The pressure-sensitive paint is coated onto an object and optically interrogated with a light beam, typically by directing a short-pulsed laser beam at the pyrene containing organic material. A time-dependence of luminescence from the pyrene containing organic material is monitored, for example using a photodetector. As atmospheric pressure on the object increases, partial pressure of any present oxygen increases. Thus, more oxygen diffuses into the local environment of the pyrene containing organic material.
An increased concentration of oxygen in the pyrene containing organic material leads to a decrease in the luminescent lifetime of the pyrene. As pressure increases, the luminescent lifetime of the pyrene decreases. This relationship allows a determination of pressure by monitoring the luminescent lifetime of the pyrene containing organic coating material.
However, the use of the pyrene containing organic coating material is limited to low temperature environments, since degradation of the organic "paint" containing pyrene occurs at temperatures above about 300.degree. C. Additionally, a response time for this method is limited, both by the luminescent lifetime and a speed at which oxygen diffuses into the coating. Therefore, the use of the pyrene containing organic coating material is not effective for determining pressures conditions on rotating parts for turbines, where temperatures are routinely above about 300.degree. C., and further where a relatively rapid response time is needed because of changes in pressure over time.

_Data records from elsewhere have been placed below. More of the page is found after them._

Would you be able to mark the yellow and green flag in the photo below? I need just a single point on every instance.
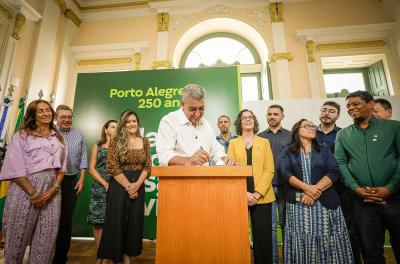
(4, 184)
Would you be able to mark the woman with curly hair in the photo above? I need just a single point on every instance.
(250, 149)
(35, 163)
(315, 229)
(128, 164)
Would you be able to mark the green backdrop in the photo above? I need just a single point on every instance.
(152, 94)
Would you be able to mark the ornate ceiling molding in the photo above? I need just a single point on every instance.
(352, 45)
(21, 6)
(347, 33)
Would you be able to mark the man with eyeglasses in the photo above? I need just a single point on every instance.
(368, 155)
(73, 181)
(326, 134)
(327, 130)
(185, 137)
(280, 139)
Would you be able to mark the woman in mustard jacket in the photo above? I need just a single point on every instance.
(250, 149)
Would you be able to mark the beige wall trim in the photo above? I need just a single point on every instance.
(163, 21)
(19, 22)
(276, 12)
(310, 50)
(281, 56)
(138, 58)
(68, 13)
(352, 45)
(5, 12)
(74, 17)
(161, 64)
(105, 61)
(347, 33)
(105, 6)
(61, 4)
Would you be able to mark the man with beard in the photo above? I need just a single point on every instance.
(326, 134)
(367, 153)
(279, 139)
(73, 182)
(382, 109)
(224, 125)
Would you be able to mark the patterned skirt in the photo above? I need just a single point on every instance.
(23, 224)
(97, 204)
(315, 234)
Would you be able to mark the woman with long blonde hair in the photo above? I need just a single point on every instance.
(128, 164)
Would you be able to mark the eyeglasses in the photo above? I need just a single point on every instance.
(247, 118)
(310, 127)
(330, 111)
(66, 117)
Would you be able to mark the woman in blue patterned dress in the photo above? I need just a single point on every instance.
(315, 229)
(97, 168)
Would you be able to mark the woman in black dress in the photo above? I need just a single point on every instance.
(128, 164)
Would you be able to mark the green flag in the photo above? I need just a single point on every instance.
(4, 184)
(21, 111)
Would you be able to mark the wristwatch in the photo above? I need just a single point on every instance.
(57, 186)
(299, 196)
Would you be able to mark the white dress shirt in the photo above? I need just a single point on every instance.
(178, 137)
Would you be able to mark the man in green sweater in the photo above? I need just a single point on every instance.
(368, 153)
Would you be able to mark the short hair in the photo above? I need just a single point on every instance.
(194, 91)
(63, 107)
(364, 95)
(238, 122)
(384, 103)
(224, 116)
(333, 104)
(276, 106)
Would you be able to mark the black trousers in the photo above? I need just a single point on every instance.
(347, 198)
(124, 222)
(68, 202)
(261, 222)
(372, 220)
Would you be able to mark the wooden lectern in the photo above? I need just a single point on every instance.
(202, 214)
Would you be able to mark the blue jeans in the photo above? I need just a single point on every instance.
(280, 203)
(371, 222)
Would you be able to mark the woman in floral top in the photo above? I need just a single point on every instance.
(128, 164)
(97, 168)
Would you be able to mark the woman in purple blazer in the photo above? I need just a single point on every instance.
(35, 163)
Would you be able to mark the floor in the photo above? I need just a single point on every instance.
(84, 252)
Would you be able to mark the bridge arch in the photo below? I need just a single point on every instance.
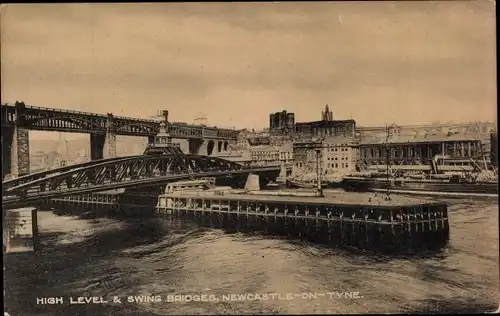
(136, 127)
(210, 147)
(77, 122)
(142, 170)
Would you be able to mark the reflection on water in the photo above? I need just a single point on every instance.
(111, 257)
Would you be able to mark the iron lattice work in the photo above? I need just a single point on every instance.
(47, 119)
(117, 173)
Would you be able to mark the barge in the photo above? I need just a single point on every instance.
(442, 187)
(353, 219)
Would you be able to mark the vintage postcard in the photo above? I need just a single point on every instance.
(249, 158)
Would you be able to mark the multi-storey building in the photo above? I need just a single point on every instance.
(242, 156)
(281, 122)
(458, 149)
(326, 127)
(481, 130)
(263, 155)
(340, 155)
(286, 153)
(42, 161)
(494, 149)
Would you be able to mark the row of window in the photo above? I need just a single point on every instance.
(336, 165)
(337, 158)
(337, 149)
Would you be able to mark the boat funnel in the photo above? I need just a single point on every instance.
(252, 183)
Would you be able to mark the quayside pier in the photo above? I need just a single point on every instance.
(398, 223)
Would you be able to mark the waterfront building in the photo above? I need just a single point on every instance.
(458, 149)
(265, 155)
(281, 122)
(327, 126)
(481, 130)
(340, 155)
(494, 149)
(241, 156)
(43, 161)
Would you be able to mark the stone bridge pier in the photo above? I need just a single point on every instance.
(15, 152)
(15, 144)
(103, 146)
(210, 147)
(205, 147)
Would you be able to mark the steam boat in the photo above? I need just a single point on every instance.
(470, 181)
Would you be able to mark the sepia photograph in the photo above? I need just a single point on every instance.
(249, 158)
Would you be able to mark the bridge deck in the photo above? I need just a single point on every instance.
(340, 198)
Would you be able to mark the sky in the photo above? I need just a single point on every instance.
(235, 63)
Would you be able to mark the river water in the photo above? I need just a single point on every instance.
(160, 257)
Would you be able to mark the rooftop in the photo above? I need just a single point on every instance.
(325, 123)
(400, 139)
(332, 199)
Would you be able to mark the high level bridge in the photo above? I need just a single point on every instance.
(123, 172)
(19, 118)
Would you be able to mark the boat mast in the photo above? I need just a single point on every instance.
(387, 160)
(319, 191)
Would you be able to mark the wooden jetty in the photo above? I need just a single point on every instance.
(380, 223)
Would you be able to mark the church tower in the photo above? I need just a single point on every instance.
(327, 115)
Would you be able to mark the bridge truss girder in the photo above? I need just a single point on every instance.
(119, 173)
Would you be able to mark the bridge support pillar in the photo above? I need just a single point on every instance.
(15, 151)
(197, 147)
(104, 146)
(34, 229)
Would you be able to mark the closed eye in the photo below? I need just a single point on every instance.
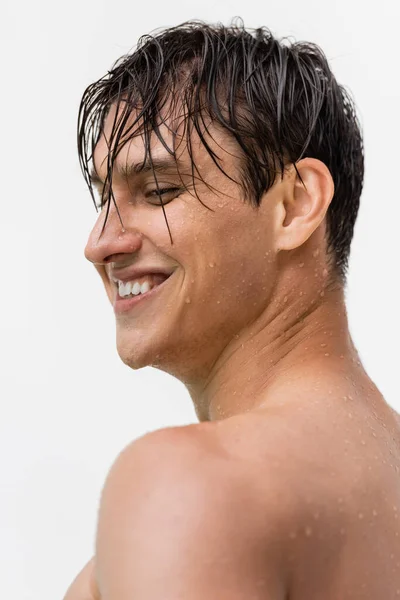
(165, 192)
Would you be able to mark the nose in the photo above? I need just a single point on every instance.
(104, 243)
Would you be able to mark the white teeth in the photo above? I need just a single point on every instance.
(136, 288)
(145, 287)
(129, 288)
(124, 289)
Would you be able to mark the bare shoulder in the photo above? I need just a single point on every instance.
(84, 585)
(176, 503)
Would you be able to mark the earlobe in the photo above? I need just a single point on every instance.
(308, 196)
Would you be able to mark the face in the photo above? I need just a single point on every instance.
(221, 265)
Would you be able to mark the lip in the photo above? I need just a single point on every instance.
(124, 305)
(131, 273)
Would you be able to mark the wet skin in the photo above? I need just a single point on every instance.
(251, 323)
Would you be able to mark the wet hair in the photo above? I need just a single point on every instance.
(277, 98)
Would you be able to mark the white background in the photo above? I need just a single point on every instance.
(68, 404)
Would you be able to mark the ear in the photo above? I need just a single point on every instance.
(304, 203)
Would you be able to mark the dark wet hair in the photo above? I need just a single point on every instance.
(278, 99)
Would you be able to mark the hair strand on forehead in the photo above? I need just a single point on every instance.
(277, 99)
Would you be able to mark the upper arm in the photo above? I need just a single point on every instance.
(174, 524)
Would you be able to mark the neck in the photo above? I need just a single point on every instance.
(274, 356)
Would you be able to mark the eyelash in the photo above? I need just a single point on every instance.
(152, 193)
(161, 191)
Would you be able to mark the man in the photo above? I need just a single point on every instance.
(229, 168)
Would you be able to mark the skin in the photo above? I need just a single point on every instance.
(255, 325)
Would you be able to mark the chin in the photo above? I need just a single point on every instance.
(138, 350)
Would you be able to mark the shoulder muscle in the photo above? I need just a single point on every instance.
(177, 521)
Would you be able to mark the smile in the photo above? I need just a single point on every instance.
(135, 292)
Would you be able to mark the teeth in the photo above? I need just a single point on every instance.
(128, 288)
(136, 288)
(145, 287)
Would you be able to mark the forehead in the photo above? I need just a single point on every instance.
(176, 142)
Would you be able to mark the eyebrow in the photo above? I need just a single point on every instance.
(128, 171)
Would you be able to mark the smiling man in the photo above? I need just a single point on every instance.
(229, 168)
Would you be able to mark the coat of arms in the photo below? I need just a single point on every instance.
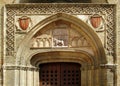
(24, 22)
(96, 22)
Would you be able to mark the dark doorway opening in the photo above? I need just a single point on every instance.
(60, 74)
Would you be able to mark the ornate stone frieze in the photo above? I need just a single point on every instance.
(74, 9)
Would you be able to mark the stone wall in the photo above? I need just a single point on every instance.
(117, 61)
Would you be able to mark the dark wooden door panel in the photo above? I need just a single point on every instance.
(60, 74)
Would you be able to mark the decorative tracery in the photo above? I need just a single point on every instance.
(61, 35)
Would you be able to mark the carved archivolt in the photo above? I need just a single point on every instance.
(59, 35)
(73, 9)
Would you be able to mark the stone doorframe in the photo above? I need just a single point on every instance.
(91, 65)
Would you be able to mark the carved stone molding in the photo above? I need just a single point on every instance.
(25, 68)
(73, 9)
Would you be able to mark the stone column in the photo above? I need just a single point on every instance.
(36, 77)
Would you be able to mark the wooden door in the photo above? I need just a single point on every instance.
(60, 74)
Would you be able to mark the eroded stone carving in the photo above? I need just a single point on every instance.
(73, 9)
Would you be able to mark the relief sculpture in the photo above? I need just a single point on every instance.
(24, 23)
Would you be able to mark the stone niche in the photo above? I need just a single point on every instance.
(36, 34)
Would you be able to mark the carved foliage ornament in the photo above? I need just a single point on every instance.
(73, 9)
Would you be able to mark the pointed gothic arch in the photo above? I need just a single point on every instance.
(90, 63)
(83, 27)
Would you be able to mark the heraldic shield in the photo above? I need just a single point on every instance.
(96, 21)
(24, 22)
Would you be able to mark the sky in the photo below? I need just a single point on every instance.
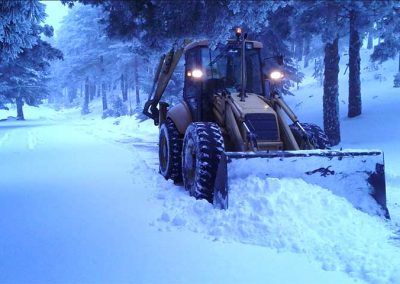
(55, 13)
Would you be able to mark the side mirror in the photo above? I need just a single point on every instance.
(278, 58)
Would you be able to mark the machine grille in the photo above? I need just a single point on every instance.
(263, 125)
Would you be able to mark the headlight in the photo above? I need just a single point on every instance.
(276, 75)
(195, 73)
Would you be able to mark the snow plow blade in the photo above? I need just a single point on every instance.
(357, 175)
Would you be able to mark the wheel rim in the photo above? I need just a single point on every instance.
(163, 154)
(190, 166)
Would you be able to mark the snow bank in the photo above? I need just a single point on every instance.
(291, 215)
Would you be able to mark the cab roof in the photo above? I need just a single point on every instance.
(205, 43)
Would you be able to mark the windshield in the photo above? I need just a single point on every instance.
(226, 66)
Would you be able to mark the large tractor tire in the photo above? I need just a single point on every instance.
(202, 148)
(316, 137)
(170, 151)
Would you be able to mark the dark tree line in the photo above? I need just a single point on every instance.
(25, 56)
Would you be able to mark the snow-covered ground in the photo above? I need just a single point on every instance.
(81, 200)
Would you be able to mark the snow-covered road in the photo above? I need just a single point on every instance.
(75, 208)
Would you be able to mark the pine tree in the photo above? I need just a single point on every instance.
(17, 24)
(388, 30)
(25, 79)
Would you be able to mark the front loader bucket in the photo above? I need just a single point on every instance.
(359, 176)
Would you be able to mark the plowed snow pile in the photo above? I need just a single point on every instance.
(291, 215)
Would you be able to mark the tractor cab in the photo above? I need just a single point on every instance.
(209, 71)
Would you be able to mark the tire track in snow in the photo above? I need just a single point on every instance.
(32, 140)
(3, 139)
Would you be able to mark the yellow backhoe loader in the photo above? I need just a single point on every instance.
(232, 121)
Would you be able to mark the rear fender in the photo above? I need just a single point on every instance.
(181, 116)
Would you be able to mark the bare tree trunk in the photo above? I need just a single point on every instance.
(355, 105)
(124, 88)
(399, 61)
(307, 44)
(92, 91)
(104, 96)
(20, 103)
(85, 107)
(370, 41)
(331, 92)
(136, 74)
(299, 48)
(98, 91)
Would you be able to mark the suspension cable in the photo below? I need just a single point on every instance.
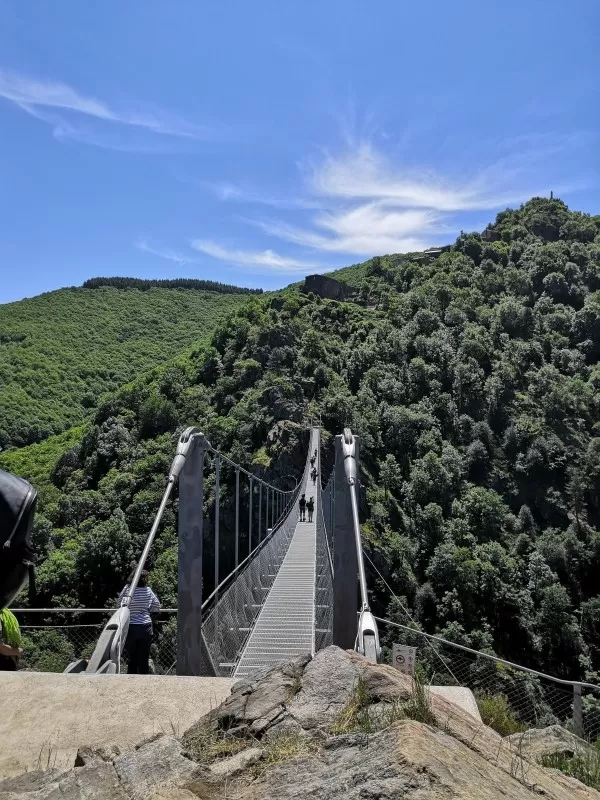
(409, 615)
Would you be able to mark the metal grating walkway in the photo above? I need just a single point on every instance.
(285, 626)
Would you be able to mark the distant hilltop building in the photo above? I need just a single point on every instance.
(491, 235)
(325, 287)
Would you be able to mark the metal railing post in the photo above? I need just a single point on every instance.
(217, 519)
(190, 648)
(251, 482)
(260, 512)
(577, 710)
(267, 511)
(345, 562)
(237, 518)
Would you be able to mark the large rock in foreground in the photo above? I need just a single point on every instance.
(334, 726)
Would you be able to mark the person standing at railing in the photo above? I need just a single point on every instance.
(139, 638)
(10, 641)
(302, 508)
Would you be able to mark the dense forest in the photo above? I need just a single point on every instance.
(177, 283)
(474, 384)
(61, 351)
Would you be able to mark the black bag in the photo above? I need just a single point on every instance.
(17, 509)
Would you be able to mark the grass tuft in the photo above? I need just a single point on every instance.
(585, 766)
(359, 716)
(207, 743)
(282, 748)
(497, 714)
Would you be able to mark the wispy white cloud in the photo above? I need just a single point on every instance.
(231, 192)
(363, 230)
(364, 173)
(168, 255)
(51, 100)
(267, 259)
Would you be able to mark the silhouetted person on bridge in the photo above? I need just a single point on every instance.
(139, 638)
(302, 508)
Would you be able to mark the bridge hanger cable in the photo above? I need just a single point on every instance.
(408, 614)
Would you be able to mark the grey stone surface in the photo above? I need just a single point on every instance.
(156, 763)
(539, 742)
(95, 780)
(47, 717)
(237, 763)
(327, 683)
(457, 758)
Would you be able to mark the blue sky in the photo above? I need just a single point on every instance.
(253, 143)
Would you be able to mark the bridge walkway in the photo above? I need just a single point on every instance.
(285, 626)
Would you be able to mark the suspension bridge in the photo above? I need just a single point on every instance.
(292, 586)
(301, 586)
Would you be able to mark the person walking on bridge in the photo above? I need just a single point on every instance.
(139, 638)
(10, 641)
(302, 508)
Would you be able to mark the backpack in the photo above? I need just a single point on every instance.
(17, 509)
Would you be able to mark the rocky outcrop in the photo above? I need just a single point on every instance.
(325, 287)
(331, 727)
(553, 740)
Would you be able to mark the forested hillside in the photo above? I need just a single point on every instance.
(475, 389)
(61, 351)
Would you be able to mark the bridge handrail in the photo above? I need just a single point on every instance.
(242, 565)
(490, 657)
(367, 638)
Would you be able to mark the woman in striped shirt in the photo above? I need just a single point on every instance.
(139, 638)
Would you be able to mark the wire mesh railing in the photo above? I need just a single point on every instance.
(535, 700)
(53, 638)
(228, 622)
(323, 572)
(230, 612)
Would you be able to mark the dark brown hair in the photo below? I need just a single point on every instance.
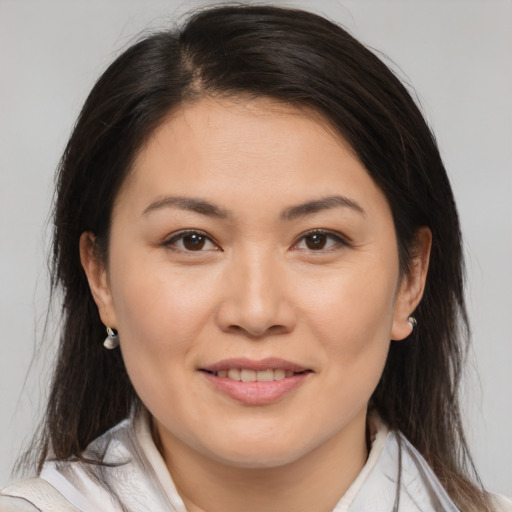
(302, 59)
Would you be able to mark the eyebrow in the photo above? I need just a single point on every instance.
(325, 203)
(188, 203)
(204, 207)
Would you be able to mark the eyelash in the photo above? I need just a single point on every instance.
(339, 241)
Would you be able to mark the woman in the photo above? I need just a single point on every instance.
(253, 207)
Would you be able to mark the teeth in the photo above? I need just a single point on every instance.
(265, 376)
(245, 375)
(248, 375)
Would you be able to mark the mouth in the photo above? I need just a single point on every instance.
(256, 382)
(248, 375)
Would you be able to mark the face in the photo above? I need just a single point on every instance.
(253, 278)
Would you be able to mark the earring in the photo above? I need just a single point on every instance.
(112, 340)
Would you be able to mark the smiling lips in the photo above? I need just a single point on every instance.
(256, 382)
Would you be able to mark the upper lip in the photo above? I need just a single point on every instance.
(270, 363)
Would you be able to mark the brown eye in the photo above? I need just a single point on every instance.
(320, 240)
(191, 241)
(316, 241)
(194, 242)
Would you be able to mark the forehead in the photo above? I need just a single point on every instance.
(241, 151)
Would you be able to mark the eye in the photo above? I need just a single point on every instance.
(320, 240)
(191, 241)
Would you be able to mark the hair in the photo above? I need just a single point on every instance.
(305, 60)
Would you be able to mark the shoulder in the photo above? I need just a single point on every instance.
(11, 504)
(33, 495)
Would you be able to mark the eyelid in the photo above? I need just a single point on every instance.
(173, 237)
(341, 240)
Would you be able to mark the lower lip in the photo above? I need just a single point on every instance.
(257, 393)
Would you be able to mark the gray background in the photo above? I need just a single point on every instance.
(458, 56)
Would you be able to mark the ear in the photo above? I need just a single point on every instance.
(412, 285)
(96, 273)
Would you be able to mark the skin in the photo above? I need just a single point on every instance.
(258, 287)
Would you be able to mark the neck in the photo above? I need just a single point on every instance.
(315, 482)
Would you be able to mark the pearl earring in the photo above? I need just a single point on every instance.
(112, 340)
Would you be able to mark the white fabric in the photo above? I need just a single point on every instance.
(138, 478)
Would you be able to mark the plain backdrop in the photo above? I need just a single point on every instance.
(458, 56)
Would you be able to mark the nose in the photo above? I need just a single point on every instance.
(257, 301)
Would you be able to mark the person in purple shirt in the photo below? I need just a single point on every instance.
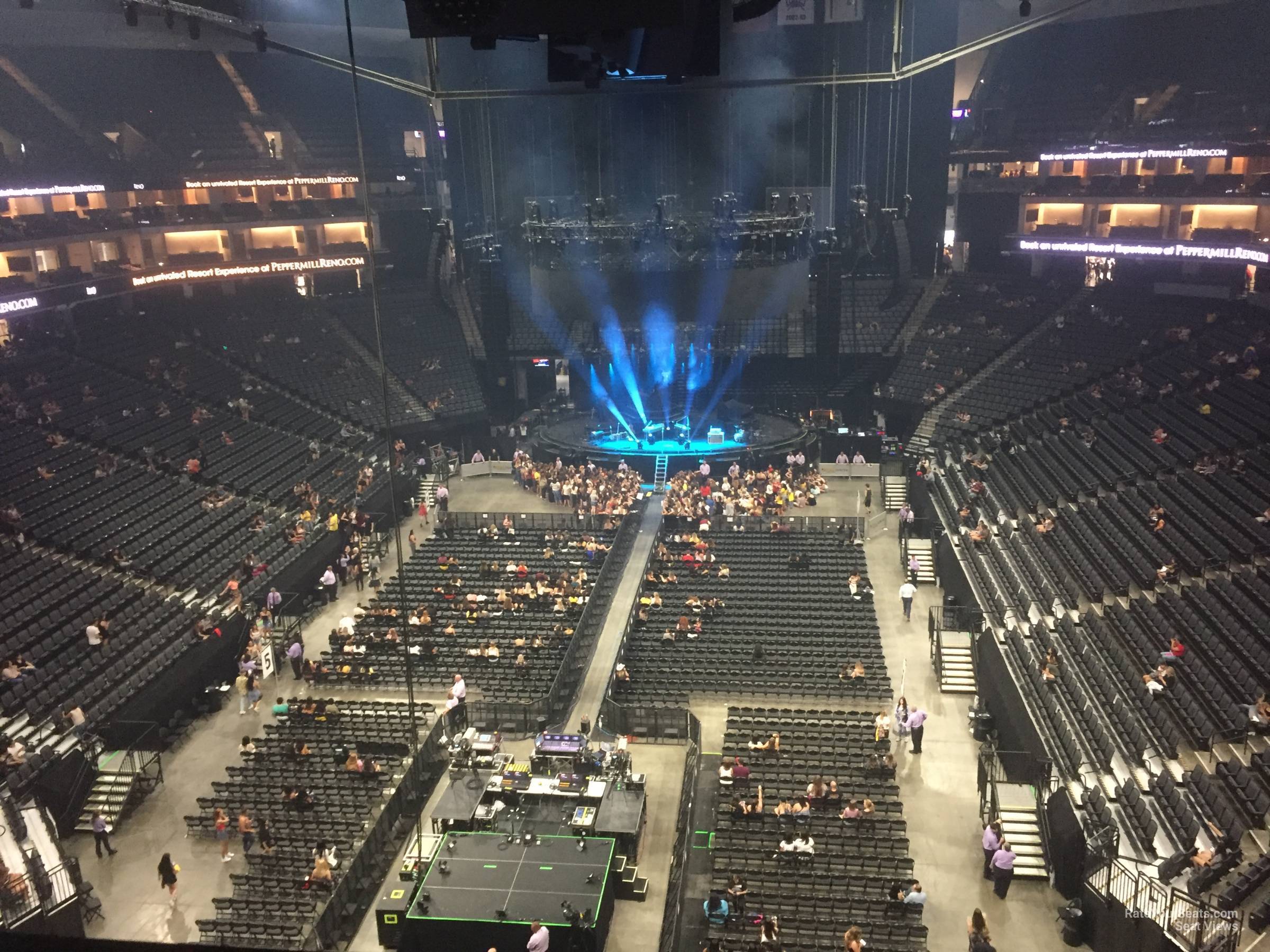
(915, 724)
(296, 655)
(1002, 868)
(991, 843)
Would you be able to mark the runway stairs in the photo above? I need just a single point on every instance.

Another attempt to determine pressure conditions on an object attempts to use a micromachined sensor array, which measures by optical analysis surface pressures. However, the array discussed in A Micromachnined Sensor Array for Optical Measurements of Surface Pressure, Miller et al., American Institute of Aeronautics and Astronautics (Jan. 1997) is separately constructed and then attached to the object. Thus, there will be irregularities in the surface due to the numerous arrays that are attached, for example by gluing, to the object. These irregularities do not reflect the true pressure on the object. Further, the arrays are sealed by its upper surface in a drum-like fashion, and thus in reality, depend on deflection of its upper surface to determine pressure acting on the array. The performance of this array is limited by the physical characteristics of the upper surface.
Accordingly, it is relatively difficult to accurately measure pressure on complex and intricately shaped objects, such in rotating turbine parts, including blades and disks. Presently, there are no acceptable and satisfactory methods for measuring pressure data under operating conditions, which does not disturb the aerodynamic flow.